暇なので、俺はクイーンに質問してみる事にした。
「そう言えば、クイーンが暮らしていた世界って俺達が住む世界では無いんでしょう? 異世界って、どんな所なの?」
「うーん。貴方が期待している程この世界とそう変わりは無いと思います。……多少の文化の違いはあるものの、詳しく説明するのは難しいですね」
「じゃあ、クイーンはどんな場所で生まれたの?」
「…………。私は、よくある田舎村で育ちました。両親と兄と」
「へぇー意外だな。もっと貴族みたいな身分の生まれだと思ってた。クイーンって美人さんだし」
クイーンは、笑みを浮かべた。
「うふふっ。ありがとうございます。……翼様は? 翼様は、どんな家庭で育ったのです?」
「俺? 俺は、普通だよ。このホテルから少し離れた場所に立っている家で生まれて、十六歳の今日まで何不自由無く生きてきた」
「……何不自由なく、ですか」
「うん。俺の両親、偉くて金稼ぎが良くてさ。俺が欲しいものは何でも買ってくれたし、怖い奴らからも守ってくれたんだ」
俺は、パパとママの顔を思い出す。
他人の顔と名前を覚えるのが苦手な俺だけど、二人は一度だって顔を忘れた事が無い。
だってパパとママは、俺に良くしてくれるから。
俺の素晴らしい人生を送るのに、欠かせない人達だから。
「パパとママだけじゃないよ? 俺の家には沢山の使用人やコックや警備員が居てさ。

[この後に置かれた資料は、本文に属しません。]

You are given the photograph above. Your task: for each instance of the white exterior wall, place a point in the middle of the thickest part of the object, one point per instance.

みんなが俺に良くしてくれるんだ。特に付き合いの長い人に至っては、『家族』同然であると俺は思っている」
「……家族」
するとクイーンは、どういう訳かやや表情を曇らせた。何かを思い詰めているような……。
「あれ。俺、気に触ることも言ったかな?」
「い、いえ。何でもありません。……そうですか。翼様は、大勢の人達に支えられてきたのですね」
「そう。みんなが居てくれたから今の俺が居る。本当に、感謝の極みだよ」
パパとママだけではなく、家に居る皆の顔も思い出す。
こんな状況になって、皆は今頃どうしているのだろう?
まあ、優秀な人達ばかりだから『この程度』で死んだとは思えないけど。
……ああ。顔を思い出したらみんなに会いたくなってきた。
でも別のエリアは、ここより酷い事になっているらしいから、帰るならもうちょっと体制を整えてからだな。
「……ふぅ。もうすぐで完成です」
「だったら、食器を取ってくるよ。えーっと、スープに使えそうなのは……」
俺は、食器棚から使えそうな物を探す。
こうして俺達の昼が流れていった。